Ovviamente potevo usare, al posto della RFC, una resistenza di pari valore ma ho
pensato che sarebbe stato ideale disporre di un toroide per poter
adattare un carico di valore a piacimento alla resistenza di uscita complessiva per il massimo trasferimento di potenza.
L'ultima
cosa da dire sulle induttanze è che purtroppo a causa dell'effetto
pelle e di prossimità la resistenza serie dei conduttori che le
compongono non è trascurabile e bisogna tenerne conto
trasformandola in resistenza equivalente parallelo, le due
resistenze nello schema dinamico sono RL1 per L1 e RRFC per la
RFC.
Il gruppo
risonante L1C2 allora vede il parallelo di RC, RL1 e RRFC pari a 921 ohm che gli permette di
possedere un Q di circa 58:
Per quanto riguarda le capacità CC e CGJ
esse vengono inglobate in C2 e vengono a far quindi parte del
circuito risonante.
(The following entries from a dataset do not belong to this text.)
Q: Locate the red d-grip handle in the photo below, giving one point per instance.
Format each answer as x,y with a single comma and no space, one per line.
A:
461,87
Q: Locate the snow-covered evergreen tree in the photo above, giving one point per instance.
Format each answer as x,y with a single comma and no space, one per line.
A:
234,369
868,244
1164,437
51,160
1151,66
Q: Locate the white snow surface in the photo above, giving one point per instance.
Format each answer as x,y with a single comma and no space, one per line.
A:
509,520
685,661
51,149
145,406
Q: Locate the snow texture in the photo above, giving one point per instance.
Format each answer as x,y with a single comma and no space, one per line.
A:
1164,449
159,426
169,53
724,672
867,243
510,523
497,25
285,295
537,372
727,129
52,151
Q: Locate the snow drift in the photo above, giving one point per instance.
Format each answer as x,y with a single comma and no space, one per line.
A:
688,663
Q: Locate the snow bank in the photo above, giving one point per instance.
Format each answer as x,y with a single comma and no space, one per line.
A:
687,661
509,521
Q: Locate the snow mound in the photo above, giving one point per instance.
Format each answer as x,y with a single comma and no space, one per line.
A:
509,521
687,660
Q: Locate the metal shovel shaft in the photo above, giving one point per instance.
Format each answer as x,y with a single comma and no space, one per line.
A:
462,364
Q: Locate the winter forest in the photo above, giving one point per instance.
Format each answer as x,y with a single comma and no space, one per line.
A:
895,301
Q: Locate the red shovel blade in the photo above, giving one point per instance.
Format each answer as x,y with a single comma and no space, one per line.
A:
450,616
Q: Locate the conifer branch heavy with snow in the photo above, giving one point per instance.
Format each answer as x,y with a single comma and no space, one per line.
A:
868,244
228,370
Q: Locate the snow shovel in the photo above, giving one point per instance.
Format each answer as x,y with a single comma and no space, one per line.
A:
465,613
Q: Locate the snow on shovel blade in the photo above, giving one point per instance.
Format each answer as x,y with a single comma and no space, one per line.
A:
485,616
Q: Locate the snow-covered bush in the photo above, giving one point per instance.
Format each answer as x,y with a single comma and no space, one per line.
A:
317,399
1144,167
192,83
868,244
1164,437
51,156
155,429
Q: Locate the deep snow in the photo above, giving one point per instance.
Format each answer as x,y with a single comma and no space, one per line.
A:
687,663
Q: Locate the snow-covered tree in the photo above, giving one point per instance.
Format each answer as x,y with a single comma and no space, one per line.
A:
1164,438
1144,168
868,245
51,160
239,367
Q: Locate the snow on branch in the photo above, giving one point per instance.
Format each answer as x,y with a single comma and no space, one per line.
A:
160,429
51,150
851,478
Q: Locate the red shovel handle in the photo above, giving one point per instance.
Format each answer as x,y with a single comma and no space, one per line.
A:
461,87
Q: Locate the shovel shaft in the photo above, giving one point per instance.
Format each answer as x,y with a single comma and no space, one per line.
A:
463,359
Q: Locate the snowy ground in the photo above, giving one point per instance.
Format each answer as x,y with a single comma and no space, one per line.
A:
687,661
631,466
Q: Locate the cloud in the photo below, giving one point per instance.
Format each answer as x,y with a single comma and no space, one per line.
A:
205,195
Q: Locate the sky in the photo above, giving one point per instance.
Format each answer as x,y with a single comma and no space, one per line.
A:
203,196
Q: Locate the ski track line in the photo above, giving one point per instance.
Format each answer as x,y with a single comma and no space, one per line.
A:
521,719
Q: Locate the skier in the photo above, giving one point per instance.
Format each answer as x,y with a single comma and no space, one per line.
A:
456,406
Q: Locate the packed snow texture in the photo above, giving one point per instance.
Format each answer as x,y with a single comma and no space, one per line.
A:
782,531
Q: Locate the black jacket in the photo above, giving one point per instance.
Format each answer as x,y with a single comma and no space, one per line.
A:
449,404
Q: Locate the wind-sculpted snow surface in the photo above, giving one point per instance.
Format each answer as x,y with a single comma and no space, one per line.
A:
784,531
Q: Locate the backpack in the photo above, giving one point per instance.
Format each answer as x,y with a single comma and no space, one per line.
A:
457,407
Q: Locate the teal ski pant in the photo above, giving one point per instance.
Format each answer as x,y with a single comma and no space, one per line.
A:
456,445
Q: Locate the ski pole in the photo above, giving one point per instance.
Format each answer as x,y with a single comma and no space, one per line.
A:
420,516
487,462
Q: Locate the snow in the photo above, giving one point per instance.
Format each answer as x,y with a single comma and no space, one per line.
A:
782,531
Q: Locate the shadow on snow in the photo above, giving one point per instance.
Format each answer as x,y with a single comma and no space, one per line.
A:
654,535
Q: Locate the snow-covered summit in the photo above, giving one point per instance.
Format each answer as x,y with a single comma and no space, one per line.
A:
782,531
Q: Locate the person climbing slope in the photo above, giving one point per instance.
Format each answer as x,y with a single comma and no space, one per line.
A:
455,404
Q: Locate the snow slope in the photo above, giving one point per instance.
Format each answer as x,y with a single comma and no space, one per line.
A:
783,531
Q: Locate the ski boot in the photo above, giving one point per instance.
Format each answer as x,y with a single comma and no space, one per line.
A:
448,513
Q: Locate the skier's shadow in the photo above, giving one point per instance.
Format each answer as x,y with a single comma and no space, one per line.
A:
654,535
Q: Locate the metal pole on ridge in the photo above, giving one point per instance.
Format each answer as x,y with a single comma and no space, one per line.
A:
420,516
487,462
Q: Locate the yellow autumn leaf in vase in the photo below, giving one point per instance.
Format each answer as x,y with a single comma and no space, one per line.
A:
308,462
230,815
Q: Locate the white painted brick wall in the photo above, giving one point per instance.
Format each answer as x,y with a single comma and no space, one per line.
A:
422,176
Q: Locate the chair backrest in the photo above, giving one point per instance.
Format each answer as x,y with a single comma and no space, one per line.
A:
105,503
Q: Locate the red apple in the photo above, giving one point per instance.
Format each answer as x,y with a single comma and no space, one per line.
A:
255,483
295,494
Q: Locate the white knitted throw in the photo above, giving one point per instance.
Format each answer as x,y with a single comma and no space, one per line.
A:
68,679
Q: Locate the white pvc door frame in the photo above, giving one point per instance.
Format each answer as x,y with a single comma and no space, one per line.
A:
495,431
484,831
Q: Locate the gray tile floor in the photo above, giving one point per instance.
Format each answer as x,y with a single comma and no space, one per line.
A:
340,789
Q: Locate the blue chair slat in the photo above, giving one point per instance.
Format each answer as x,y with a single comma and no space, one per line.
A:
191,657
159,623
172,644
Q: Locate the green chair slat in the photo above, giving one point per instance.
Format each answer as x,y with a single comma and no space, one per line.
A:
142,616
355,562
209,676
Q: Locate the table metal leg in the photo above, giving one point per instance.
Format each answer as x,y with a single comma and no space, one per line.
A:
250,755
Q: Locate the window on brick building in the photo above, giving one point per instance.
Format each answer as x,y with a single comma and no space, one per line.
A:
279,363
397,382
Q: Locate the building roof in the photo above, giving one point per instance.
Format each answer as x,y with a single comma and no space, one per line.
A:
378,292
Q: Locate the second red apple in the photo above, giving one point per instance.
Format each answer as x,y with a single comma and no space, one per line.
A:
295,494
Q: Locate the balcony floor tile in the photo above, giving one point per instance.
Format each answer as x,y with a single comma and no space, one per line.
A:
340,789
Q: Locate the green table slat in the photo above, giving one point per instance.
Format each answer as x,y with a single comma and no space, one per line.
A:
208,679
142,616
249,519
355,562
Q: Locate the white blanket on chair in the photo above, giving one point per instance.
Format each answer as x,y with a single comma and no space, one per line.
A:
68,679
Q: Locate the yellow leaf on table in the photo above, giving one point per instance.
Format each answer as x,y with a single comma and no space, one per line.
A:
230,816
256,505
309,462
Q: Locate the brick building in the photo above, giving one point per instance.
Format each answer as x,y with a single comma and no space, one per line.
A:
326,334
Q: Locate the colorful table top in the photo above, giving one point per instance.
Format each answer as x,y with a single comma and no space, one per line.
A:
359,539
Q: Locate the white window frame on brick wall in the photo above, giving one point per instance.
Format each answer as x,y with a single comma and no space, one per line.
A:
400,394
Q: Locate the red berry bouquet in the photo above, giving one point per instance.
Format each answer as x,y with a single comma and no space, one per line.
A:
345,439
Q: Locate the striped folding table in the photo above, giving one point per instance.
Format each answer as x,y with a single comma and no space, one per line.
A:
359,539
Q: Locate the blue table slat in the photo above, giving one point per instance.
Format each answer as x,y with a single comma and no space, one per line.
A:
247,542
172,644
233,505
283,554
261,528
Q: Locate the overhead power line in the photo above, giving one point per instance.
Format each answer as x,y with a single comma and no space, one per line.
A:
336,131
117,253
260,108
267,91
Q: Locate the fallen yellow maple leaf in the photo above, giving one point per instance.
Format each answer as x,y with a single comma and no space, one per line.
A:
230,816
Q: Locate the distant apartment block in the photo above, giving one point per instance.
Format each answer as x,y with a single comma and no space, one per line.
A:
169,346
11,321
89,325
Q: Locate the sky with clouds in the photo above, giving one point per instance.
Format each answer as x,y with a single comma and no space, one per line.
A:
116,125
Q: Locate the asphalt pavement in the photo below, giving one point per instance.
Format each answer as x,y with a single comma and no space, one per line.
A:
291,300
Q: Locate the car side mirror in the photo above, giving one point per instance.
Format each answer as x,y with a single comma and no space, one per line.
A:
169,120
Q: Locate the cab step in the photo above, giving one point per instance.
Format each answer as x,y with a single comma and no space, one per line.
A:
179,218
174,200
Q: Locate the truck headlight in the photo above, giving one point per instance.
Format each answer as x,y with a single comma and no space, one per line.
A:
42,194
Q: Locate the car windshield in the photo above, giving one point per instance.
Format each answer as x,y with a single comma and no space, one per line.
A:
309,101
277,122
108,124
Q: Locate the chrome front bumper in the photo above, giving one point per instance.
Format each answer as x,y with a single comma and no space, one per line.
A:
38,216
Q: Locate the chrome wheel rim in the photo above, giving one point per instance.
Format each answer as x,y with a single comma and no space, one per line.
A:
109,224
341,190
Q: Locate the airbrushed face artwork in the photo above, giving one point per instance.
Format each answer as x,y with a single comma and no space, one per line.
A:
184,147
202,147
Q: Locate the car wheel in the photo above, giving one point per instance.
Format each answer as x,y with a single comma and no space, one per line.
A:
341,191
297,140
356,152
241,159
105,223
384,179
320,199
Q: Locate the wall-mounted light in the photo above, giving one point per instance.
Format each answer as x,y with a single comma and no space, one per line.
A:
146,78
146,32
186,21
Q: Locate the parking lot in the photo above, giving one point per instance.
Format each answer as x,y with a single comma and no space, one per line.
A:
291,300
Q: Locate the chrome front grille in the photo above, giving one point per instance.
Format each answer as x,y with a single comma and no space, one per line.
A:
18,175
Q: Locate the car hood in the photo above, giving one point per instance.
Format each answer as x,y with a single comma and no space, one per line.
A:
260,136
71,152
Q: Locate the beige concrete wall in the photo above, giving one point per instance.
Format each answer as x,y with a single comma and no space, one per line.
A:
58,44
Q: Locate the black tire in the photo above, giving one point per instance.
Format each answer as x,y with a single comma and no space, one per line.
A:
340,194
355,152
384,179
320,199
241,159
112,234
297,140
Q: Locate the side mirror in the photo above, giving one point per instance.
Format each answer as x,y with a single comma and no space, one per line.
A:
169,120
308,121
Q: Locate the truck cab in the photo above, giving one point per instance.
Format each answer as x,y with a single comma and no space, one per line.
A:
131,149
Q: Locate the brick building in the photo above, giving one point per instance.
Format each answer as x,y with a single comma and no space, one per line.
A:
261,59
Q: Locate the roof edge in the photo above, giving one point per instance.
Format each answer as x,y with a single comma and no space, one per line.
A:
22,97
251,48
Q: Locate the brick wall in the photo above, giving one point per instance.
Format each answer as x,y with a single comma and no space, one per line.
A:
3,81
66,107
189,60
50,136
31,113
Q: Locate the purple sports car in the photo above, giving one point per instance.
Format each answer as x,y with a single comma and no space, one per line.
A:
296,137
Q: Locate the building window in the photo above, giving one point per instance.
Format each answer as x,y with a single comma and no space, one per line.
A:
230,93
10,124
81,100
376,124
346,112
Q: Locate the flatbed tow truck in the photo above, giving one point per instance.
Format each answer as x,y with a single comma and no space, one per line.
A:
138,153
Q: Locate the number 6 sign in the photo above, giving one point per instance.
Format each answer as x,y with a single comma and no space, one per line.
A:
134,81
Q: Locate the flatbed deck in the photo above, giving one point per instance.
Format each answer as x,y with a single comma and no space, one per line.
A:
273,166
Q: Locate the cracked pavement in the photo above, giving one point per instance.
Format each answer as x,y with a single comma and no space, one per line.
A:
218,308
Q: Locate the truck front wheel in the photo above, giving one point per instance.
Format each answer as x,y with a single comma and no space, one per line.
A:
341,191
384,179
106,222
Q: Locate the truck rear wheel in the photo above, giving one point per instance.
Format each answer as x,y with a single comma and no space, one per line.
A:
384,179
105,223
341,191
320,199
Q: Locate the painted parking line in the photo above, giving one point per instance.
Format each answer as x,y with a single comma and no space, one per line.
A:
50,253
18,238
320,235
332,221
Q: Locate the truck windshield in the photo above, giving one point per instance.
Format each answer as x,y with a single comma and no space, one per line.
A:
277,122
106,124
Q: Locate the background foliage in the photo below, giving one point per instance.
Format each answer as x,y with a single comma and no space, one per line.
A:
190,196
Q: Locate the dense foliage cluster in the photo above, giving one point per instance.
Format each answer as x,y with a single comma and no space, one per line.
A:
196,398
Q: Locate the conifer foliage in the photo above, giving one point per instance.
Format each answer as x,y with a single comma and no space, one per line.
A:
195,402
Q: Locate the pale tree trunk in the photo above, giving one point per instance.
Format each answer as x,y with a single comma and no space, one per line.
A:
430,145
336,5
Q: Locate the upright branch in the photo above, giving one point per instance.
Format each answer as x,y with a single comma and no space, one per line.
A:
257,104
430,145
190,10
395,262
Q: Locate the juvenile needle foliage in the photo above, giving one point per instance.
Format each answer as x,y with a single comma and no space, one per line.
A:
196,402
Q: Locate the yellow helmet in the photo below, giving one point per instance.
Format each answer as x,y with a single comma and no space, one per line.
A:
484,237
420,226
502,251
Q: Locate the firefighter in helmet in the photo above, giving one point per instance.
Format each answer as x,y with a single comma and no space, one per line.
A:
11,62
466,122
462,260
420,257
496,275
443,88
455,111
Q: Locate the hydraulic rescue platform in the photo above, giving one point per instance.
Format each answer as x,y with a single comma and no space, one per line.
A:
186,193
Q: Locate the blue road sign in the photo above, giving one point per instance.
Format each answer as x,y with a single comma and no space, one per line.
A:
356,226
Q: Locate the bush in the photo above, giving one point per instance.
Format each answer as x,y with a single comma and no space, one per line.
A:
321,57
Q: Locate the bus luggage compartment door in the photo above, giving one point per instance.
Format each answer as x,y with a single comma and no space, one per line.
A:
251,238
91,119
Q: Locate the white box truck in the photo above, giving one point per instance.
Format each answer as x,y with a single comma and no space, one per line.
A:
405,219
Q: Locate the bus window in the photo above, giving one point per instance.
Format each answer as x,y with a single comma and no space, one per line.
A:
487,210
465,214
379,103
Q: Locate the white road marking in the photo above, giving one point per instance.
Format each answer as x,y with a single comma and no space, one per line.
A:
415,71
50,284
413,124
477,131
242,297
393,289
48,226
A tal proposito queste, quelle parassite assieme
alla non precisa realizzazione dell'induttanza L1 più le
induttanze parassite che rientrano nel circuito risonante fanno
scostare di molto il valore teorico calcolato di C2 che avrebbe dovuto
essere circa 405 pF:
I
quarzo vede una resistenza complessiva di 62.9 ohm che gli permette di
possedere un Q di circa 10000, le capacità CSJ e CE vengono viste dal
quarzo in serie e assumono un valore complessivo di circa 0.4 pF
che assieme a quelle parassite (di pochi pico) non disturbano affatto
il quarzo stesso.
Nella figura sottostante è raffigurato il circuito dinamico in risonanza.
Dove RQ è la resistenza del quarzo.
Il segnale generato, senza alcun carico esterno collegato, è raffigurato nella seguente figura.
Un circuito semplice che però da ottimi risultati.